Viele Mitarbeiter machen sich selbständig

Straß hält solche Vorwürfe für völlig abwegig: "Das Thema Kreativität steht bei uns in vielen Bereichen im Mittelpunkt." Darauf lege er als Avinci-Mitbegründer besonderen Wert. "Natürlich haben die Wachstumspolitik und die Integration der verschiedenen Zukäufe Spuren hinterlassen", räumt der Deutschland-Chef ein. "Aber die Zufriedenheit der Mitarbeiter ist 2007 gegenüber dem Vorjahr gestiegen, das belegen Umfragen." Bei Logica sei das unternehmerische Denken stark ausgeprägt, und so komme es immer wieder vor, dass sich Mitarbeiter selbständig machten. "Doch wir nehmen die Vorfälle in Ludwigshafen sehr ernst und haben alle Berater nach ihren Kündigungsgründen befragt.
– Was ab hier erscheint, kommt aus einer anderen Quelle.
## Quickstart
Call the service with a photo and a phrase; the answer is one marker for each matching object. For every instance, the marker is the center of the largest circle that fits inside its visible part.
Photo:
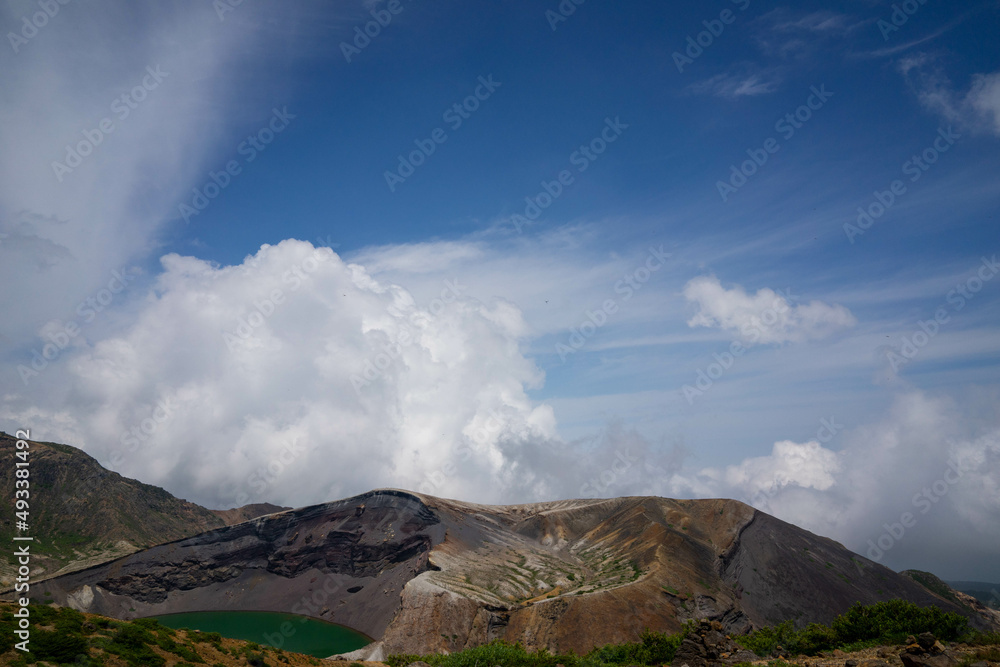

Und immerhin konnten wir ein paar von ihnen überreden, zu bleiben." Grundsätzlich bemüht sich Logica jetzt, die Mitarbeiter stärker an sich zu binden - etwa durch flexible Arbeitszeiten, Sabbaticals und einen Familienservice. "Wir zeigen unseren Leuten regelmäßig Perspektiven auf - auch auf internationaler Ebene - und bieten ihnen die nötigen Freiräume, um sich in Arbeitsgruppen über Themenschwerpunkte austauschen zu können", beschreibt Straß. "Solche Maßnahmen haben bei uns einen hohen Stellenwert. Schließlich ist es nach wie vor schwer, qualifizierte Fachkräfte zu finden."